- O exquisite corpse é um jogo surrealista em que várias pessoas desenham partes do corpo em folhas dobradas, sem ver o que veio antes, para depois as imagens se conectarem.
- O nome veio de um jogo de escrita realizado em Paris, em 1925, que acabou virando desenho quando Breton, Duchamp e outros adaptaram a ideia.
- O objetivo era acessar o automatismo e a parte da mente não governada pela lógica, gerando figuras inusitadas quando conectadas.
- Além de gerar imagens estranhas, os desenhos servem como registro de redes de colaboração entre artistas, incluindo mulheres surrealistas.

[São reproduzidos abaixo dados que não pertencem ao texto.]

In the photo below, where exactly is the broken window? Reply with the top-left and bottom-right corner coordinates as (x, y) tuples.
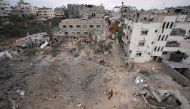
(141, 30), (148, 35)
(136, 52), (142, 57)
(170, 28), (186, 36)
(90, 25), (94, 28)
(166, 41), (180, 47)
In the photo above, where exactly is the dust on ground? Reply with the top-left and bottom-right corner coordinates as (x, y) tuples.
(0, 37), (184, 109)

- Nesta edição, a Bienal de Veneza recebe a apresentação de Denniston Hill com colaboração de cento e cinquenta ex-alunos, mostrando a continuidade do jogo entre artistas contemporâneos.

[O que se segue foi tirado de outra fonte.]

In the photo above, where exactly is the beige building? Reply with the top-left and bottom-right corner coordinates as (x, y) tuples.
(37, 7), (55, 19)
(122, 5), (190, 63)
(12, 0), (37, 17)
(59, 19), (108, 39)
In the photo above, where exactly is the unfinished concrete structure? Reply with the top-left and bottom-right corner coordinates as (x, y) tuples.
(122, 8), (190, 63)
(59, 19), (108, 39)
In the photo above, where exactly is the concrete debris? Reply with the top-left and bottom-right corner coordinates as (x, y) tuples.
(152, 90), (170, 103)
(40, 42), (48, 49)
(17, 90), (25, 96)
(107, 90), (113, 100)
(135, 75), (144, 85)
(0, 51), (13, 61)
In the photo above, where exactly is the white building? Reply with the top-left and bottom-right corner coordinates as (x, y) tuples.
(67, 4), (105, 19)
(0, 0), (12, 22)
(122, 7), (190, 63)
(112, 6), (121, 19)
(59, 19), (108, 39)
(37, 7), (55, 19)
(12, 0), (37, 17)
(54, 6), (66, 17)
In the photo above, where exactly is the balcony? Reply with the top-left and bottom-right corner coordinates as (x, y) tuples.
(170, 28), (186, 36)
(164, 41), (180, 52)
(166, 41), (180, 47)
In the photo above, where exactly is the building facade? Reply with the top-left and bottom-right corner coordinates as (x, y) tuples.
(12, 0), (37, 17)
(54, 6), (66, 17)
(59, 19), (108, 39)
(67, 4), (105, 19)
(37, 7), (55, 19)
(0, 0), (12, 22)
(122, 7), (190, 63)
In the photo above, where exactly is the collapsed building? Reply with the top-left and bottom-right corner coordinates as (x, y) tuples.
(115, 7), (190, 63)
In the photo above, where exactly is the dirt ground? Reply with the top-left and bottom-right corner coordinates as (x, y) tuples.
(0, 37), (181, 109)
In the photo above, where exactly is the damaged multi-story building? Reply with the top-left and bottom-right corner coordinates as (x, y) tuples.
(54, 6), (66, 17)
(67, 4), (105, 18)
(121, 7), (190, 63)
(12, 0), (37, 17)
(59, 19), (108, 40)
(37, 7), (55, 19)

O Exquisite Corpse, ou cadavre exquis, é um jogo coletivo criado pelos surrealistas para acessar o automatismo e estimular a colaboração criativa. Nele, artistas desenham-seções de um corpo humano em papel dobrado, sem ver o que veio antes. As linhas guiam a continuidade do traço seguinte, conectando partes distintas em uma figura única.
O objetivo era libertar a imaginação e fugir da lógica consciente. Ao une provocarções visuais, surgem figuras estranhas e humoradas. Ao desdobrar o papel, aparecem transições improváveis entre estilos e mãos de diferentes artistas.

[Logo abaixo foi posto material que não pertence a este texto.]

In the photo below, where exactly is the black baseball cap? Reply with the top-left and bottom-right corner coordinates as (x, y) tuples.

O movimento surrealista difundiu esse tipo de prática, que associava desenho, acaso e cooperação. A técnica também serve como registro de redes de colaboração entre artistas, incluindo diversas mulheres dentro do grupo.
Histórico e conceito
A ideia veio de um jogo de escrita semelhante, criado para distorcer a conversa e promover a aventura. Em 1925, o grupo adaptou para desenhos, dando origem ao Exquisite Corpse. O lançamento ocorreu em um encontro na casa de Marcel Duhamel, em Paris.
Ao longo das várias décadas, os resultados combinaram elementos inusitados como objetos do cotidiano e imagens improváveis. A prática estimulou encontros entre técnicas distintas, ampliando a visão sobre o que é possível na criação coletiva.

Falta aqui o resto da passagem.